By Emilie Bahr
I saw a teaser to an article in Travel + Leisure magazine recently declaring a certain southern city the most walkable in the U.S. As an almost lifelong southerner and active transportation nerd, the headline caught my attention, as did the image that accompanied it: Wrought-iron balconies dripping in ferns. Brightly-hued stucco facades on lovely old buildings. Could they be talking about my hometown? I wondered.
I clicked on the link to discover that, in fact, New Orleans was being held up as the most walkable city in the country – the fourth most walkable in the world! And I laughed out loud.
I am a proud Crescent City partisan. I’m ever ready to make the case for my city’s importance and exceptionalism and have been known to recite to visitors and newcomers the Tennessee Williams quote all longtime New Orleanians know by heart: “America has only three cities: New York, San Francisco and New Orleans…”

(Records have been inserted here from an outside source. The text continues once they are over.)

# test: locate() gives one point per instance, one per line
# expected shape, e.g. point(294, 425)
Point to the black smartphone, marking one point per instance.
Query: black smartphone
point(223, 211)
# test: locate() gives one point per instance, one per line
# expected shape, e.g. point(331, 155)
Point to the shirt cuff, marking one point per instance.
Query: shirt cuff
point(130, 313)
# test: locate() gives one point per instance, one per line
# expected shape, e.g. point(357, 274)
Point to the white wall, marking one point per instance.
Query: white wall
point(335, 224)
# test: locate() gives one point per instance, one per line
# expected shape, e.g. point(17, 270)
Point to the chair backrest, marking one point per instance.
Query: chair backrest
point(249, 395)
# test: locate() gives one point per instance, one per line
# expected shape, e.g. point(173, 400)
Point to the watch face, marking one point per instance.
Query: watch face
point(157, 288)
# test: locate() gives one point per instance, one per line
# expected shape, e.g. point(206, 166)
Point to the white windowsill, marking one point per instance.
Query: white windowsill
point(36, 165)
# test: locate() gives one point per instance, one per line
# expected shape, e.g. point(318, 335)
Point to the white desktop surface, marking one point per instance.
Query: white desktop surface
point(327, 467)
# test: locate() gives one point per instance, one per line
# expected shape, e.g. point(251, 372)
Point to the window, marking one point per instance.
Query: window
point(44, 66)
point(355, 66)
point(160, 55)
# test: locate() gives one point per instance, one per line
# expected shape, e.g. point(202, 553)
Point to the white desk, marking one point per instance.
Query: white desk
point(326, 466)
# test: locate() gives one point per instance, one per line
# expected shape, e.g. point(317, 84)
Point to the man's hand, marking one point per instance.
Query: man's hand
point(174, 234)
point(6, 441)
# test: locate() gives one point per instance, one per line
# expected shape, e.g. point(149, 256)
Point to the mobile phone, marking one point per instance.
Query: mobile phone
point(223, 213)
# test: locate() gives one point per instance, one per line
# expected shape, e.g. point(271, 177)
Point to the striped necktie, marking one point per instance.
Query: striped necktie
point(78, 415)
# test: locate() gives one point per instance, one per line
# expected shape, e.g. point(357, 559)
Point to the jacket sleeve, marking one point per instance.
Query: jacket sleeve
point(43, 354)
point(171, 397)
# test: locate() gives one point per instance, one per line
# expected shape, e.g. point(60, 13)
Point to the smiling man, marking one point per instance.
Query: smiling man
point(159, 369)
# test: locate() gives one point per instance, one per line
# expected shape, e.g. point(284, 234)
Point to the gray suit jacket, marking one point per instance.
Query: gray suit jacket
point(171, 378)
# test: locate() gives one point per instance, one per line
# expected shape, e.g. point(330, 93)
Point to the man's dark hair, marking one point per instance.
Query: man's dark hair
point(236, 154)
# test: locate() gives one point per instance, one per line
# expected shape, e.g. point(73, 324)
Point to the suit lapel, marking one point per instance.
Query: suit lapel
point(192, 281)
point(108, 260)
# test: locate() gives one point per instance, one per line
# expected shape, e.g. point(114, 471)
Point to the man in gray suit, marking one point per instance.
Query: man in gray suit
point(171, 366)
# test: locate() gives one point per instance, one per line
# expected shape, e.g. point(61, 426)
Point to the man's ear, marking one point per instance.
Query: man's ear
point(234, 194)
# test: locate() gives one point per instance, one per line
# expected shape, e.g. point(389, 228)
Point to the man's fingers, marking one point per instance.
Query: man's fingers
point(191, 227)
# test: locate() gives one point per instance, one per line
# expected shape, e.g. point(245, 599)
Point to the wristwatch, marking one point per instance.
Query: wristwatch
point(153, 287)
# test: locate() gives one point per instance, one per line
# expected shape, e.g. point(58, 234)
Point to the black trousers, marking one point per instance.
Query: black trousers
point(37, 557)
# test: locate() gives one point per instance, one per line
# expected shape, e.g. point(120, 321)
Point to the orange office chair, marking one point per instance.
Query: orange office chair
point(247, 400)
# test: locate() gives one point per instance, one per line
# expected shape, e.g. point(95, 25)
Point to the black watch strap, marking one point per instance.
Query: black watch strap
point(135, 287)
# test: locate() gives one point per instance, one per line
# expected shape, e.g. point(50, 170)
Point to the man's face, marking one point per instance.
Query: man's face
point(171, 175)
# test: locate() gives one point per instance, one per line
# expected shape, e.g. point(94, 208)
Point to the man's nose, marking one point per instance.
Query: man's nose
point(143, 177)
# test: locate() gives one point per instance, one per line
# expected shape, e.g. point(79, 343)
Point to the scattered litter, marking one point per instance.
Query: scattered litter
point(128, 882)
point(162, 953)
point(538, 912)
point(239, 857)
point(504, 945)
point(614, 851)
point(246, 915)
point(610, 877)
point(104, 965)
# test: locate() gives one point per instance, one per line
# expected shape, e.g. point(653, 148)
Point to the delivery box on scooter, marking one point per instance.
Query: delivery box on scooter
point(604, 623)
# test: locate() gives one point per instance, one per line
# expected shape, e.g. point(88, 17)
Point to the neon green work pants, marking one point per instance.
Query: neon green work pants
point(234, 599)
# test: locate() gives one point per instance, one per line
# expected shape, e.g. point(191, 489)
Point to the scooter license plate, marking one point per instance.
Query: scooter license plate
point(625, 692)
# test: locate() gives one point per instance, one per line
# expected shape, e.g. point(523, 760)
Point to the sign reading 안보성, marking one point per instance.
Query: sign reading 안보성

New Orleans looks, sounds, tastes and feels unlike anyplace else in this country, if not the planet. But if you come here expecting to find the “most walkable” city, you are likely to be about as surprised as you would if you came expecting to find the “most efficient” or “least humid” or “most teetotaling.”
Naming New Orleans “most walkable” is a testament, perhaps, to just how bad off the American landscape is for walkability, though I could easily tick off a handful of places better-suited to the mantle (including, as it so happens, New York and San Francisco.)
It’s true that New Orleans is more walkable than your average American city. It is old, founded in 1718, around a century before the advent of the Model T, and we benefit from a transportation network and footprint that were largely established before the arrival of the car. There are many neighborhoods in which it is possible to walk to get places, and in some parts of town, those walks can be quite pleasant. We are also a poor city with a rate of car ownership that is below the national average, leaving many no choice but to get around by foot, bike or transit.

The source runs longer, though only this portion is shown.